There were a total of 1,487 proposals submitted from student teams across the 18 communities for Mission 6 to ISS that were lauched from the Virginia space port on Tuesday.
Projects came from as far away as Kamloops, British Columbia, Canada. The students at McGowan Park Elementary in the Kamloops Thompson School District created an experiment on Creating Crystals in Space.
Eight graders from St. Monica Catholic School in Kalamazoo, Michigan hoped to discover “Microgravity’s Effects on Dry Lake Fairy Shrimp.”
Urban Promise Academy, Oakland Unified School District, California, hoped their experiment would answer questions on whether red worms will compost food waste into soil in microgravity.
Many schools from nearby New Jersey also had projects on board. A recent article from pressofAtlanticCity.com tells the story of “11 long months since six Ocean City High School students started their science project – Mission 6.” While the students won’t see the immediate feedback of having their experiments on ISS, they learned many valuable lessons on how to conduct a science project properly.
For a complete list of all the experiments of the future scientists of North America, check out the website Selected Experiments on SSEP Mission 6 to ISS.
According to the SSEP website, The Student Spaceflight Experiments Program was launched in June 2010. The experiment design competition for missions to the Internal Space Station Station is one of many programs.
Hopefully these young future scientists of America will continue on with their dreams and see their experiments added to a future mission.
Delmarva’s Space Flight Center
With NASA’s growing reliance on private U.S. companies in the post shuttle space program, the Wallops Flight Facility on Virginia’s Eastern Shore has been the sight of many unmanned rocket launches over the past few years.

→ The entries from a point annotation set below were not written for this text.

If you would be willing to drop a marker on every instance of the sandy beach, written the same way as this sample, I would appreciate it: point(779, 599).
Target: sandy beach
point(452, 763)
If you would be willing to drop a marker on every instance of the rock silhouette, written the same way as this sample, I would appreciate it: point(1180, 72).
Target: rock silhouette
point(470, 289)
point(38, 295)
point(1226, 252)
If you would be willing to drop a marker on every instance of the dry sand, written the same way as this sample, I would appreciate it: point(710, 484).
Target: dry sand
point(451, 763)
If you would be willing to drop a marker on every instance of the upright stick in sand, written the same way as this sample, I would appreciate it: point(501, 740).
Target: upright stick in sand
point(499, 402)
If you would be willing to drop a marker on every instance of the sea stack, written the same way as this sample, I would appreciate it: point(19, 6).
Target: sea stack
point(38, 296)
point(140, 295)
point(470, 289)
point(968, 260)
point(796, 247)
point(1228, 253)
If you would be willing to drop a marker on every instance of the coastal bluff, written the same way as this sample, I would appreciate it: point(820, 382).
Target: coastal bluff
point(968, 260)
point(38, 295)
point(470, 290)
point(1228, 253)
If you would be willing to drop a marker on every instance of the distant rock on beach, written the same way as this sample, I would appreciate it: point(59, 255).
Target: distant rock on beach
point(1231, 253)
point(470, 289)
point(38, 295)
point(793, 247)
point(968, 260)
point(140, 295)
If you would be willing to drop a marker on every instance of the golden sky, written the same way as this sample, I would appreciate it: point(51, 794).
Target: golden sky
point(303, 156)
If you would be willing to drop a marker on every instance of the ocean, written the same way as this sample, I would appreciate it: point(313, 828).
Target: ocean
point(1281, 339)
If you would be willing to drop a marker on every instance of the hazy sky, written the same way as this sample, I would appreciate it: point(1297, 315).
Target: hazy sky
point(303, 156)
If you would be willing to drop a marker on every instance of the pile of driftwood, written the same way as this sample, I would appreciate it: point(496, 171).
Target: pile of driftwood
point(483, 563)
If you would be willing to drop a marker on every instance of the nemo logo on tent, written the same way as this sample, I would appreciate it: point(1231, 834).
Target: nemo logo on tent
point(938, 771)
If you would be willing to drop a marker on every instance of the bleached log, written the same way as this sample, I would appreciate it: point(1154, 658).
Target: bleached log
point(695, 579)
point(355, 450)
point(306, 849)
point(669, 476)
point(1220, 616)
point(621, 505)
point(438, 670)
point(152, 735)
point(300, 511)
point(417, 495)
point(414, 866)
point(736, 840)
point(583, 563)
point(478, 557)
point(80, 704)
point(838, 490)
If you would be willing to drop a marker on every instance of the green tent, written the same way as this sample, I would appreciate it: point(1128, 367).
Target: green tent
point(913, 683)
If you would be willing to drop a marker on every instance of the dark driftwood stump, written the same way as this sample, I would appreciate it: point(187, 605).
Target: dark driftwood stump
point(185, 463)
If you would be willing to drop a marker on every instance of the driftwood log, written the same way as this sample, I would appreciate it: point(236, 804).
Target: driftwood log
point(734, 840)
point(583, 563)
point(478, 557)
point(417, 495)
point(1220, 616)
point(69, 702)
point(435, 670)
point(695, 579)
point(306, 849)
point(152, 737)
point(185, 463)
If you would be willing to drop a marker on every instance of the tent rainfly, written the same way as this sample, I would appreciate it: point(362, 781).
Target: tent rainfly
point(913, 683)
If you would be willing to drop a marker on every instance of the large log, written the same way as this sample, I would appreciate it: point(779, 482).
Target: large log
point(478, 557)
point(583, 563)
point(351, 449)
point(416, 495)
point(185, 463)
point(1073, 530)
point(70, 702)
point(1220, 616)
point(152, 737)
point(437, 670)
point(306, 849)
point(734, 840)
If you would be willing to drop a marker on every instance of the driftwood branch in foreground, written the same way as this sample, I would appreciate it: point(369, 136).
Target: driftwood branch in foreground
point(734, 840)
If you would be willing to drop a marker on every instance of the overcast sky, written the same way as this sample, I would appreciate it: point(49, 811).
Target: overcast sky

The Wallops Educator Resource Center (ERC) provides a great learning center for groups and makes for a great field trip destination. Educators and group leaders have the opportunity to to access NASA instructional products at the center.
The NASA Goddard Space Flight Center’s Wallops Flight Facility is located near Chincoteague Island, Virginia, some 140 miles south of Wilmington, Delaware, on the Delmarva Peninsula. The facility was established in 1945 by the National Advisory Committee for Aeronautics as a center for aeronautic research.